= Terry Ruane =

English theatre director (1946–2024)

Terry Ruane (21 November 1946 – 13 October 2024) was an English actor and theatre director.

== Life and career ==
Ruane became profoundly deaf as a result of meningitis at the age of five. Although educated in an oral school, he was also a sign language user, and from 1974 he was the General Manager of the British Theatre of the Deaf under Pat Keysell which was the first-ever professional company of deaf actors to tour Great Britain presenting plays in sign language. When Keysell resigned in 1976, Ruane went on to develop and tour his own company, Interim Theatre Company, which continued for some years and he is believed to be the first deaf person in the UK to co-direct a play, Hearing at Birmingham Repertory Theatre in 1979.

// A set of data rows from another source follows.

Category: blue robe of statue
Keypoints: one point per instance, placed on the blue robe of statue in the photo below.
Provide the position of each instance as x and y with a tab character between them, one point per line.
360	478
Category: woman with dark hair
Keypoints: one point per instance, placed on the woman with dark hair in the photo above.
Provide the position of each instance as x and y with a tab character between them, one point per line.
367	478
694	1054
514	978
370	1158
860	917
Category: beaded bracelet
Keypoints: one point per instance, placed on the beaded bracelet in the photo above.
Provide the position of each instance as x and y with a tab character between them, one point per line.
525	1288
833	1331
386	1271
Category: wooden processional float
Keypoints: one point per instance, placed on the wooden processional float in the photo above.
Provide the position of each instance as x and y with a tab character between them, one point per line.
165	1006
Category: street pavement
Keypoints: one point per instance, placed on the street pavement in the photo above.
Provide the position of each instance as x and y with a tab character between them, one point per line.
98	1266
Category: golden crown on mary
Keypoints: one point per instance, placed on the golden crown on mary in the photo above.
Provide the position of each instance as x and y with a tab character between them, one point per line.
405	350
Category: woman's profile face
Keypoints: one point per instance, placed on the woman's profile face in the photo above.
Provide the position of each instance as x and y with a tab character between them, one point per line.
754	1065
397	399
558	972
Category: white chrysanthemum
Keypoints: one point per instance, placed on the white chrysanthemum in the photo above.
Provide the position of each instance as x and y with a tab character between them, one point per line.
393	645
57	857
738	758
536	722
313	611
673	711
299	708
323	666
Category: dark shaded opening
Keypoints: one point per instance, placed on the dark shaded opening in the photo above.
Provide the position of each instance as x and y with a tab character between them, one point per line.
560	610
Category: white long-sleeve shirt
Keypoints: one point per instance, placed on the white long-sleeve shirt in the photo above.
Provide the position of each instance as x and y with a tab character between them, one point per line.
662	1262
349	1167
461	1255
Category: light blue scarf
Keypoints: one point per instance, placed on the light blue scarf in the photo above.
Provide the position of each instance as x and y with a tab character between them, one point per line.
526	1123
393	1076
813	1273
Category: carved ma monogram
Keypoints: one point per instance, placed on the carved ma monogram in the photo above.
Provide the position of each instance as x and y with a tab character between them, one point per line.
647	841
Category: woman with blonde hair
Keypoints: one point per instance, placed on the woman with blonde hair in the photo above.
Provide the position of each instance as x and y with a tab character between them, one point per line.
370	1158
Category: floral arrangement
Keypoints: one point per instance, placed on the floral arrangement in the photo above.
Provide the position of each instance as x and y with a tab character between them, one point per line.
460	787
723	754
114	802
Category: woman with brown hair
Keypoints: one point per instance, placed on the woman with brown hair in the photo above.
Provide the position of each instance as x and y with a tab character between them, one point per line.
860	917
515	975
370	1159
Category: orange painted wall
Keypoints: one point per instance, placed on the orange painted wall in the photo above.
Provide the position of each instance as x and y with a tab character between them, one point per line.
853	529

In the early 1980s he had various projects occupying him in the United States, and was involved in setting up the London production of Children of a Lesser God and later ran a Theatre in Education project using sign language for children in special schools. In 1984, he wrote and acted in the first of several BBC See Hear Christmas specials during which time he also did a stint on the program as a reporter up to 1996. He had worked both as a lecturer and moderator on a course at Reading University which specializes in theatre arts using sign language. When he retired, he still ran Theatresign, a company that supplies West End and regional Theatres with sign language interpreters including his ex-wife Donna Ruane.

Ruane retired in September 2024, having been diagnosed with cancer. He died the following month, on 13 October, at the age of 77.